Spilka Claims Support to Become Next Senate President
By Matt Murphy
STATE HOUSE NEWS SERVICE
BOSTON -- Ashland Democrat Sen. Karen Spilka, the lead budget writer for the Senate, has emerged from a crowded but fluid field of Democrats interested in becoming the next Senate president to seize the mantle a full nine months before senators were expected to choose their next leader.
Spilka, the chair of the Senate Ways and Means Committee, has the support of more than 25 of her current colleagues, according to a source close to the senator.
One of those Democratic supporters is Sen. Sal DiDomenico, an assistant majority leader form Everett who was one of Spilka’s main rivals for the president. The two senators met on Wednesday, and DiDomenico agreed to support Spilka and ask his own supporters to back her candidacy as well.
“I’m deeply honored by the support I’ve received from my fellow Senators. I look forward to working collaboratively with Senate President Chandler and my Democratic and Republican colleagues to ensure a smooth transition,” Spilka said in a statement to the News Service.
“Senators have made clear that they want certainty in leadership to allow us to focus solely on the vitally important work to be done on behalf of the people at this time. It’s time to turn the page and usher in a new era of collaborative leadership in the Senate. We will work with our colleagues in the House and with Governor Baker to ensure the faith of the public is upheld, and our work on behalf of the people of our Commonwealth always work comes first,” she said.
Spilka also spoke with Chandler on Wednesday, who agreed to support her for president. Senate Democrats have a caucus planned for Thursday, but it’s unclear when the transition to Spilka could happen. Chandler said she intends to remain on as Senate president through the end of session, but a vote could be called sometime after July 31 when formal sessions end.
“I spoke with Senator Spilka this afternoon to congratulate her on winning the support of her fellow members. I look forward to serving as President for the remainder of this session, working through our legislative priorities, and ensuring a smooth transition to Senator Spilka for the 2019 session,” Chandler said in a statement.
The race for Senate president has been percolating for months. Sen.
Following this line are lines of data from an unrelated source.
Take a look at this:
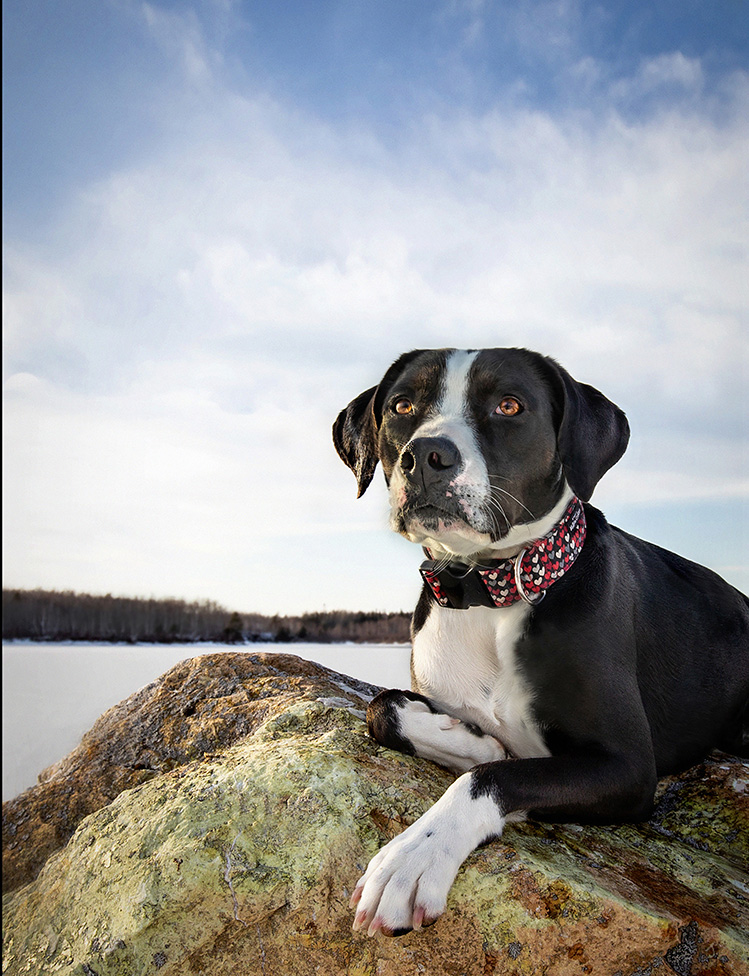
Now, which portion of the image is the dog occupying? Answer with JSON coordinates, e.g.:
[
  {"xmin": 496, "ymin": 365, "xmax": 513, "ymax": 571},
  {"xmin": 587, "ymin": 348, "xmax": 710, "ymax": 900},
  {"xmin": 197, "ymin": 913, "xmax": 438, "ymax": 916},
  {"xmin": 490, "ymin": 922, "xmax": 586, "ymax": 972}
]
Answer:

Stanley Rosenberg relinquished the top leadership post after the Senate opened an Ethics Committee investigation into whether the Amherst violated any Senate rules in connection with the activities of his husband, Bryon Hefner.
Hefner has been accused of sexually harassing men with business before the Legislature and meddling in Senate affairs.
Senate President Harriette Chandler was initially named interim Senate president with the possibility left open that Rosenberg would be able to return if he was cleared by the investigation, but as new allegations surfaced and his revival became less politically viable, Chandler was named the permanent president through the end of the year.
Because Chandler has said she has no interest in running for president in January after the elections when the next Senate takes office, a number of Democrats have been lining up to jockey for votes among their colleages.
Spilka had been joined by Assistant Majority Leader Sal DiDomenico of Everett, Sen. John Keenan of Quincy and Sen. Eric Lesser of Longmeadow. Lowell Sen. Eileen Donoghue was one of the earliest to express her interest in the post, but she is widely expected to resign to take the city manager job in Lowell, which will be decided later this month.
Linda Dorcena Forry was also in the mix before the Dorchester Democrat resigned from the Senate to take a job with Suffolk Construction.
Sen. Jamie Eldridge, who had originally supported Forry for president when she was still in the Senate, said he was one of those senators committed to Spilka.
“I really admire Karen’s depth in a wide variety of policy areas. I think she’s been a successful and tough negotiator on various budgets and conference committees and she’s a progressive and is committed to the Senate’s commitment to progressive policy,” Eldridge said.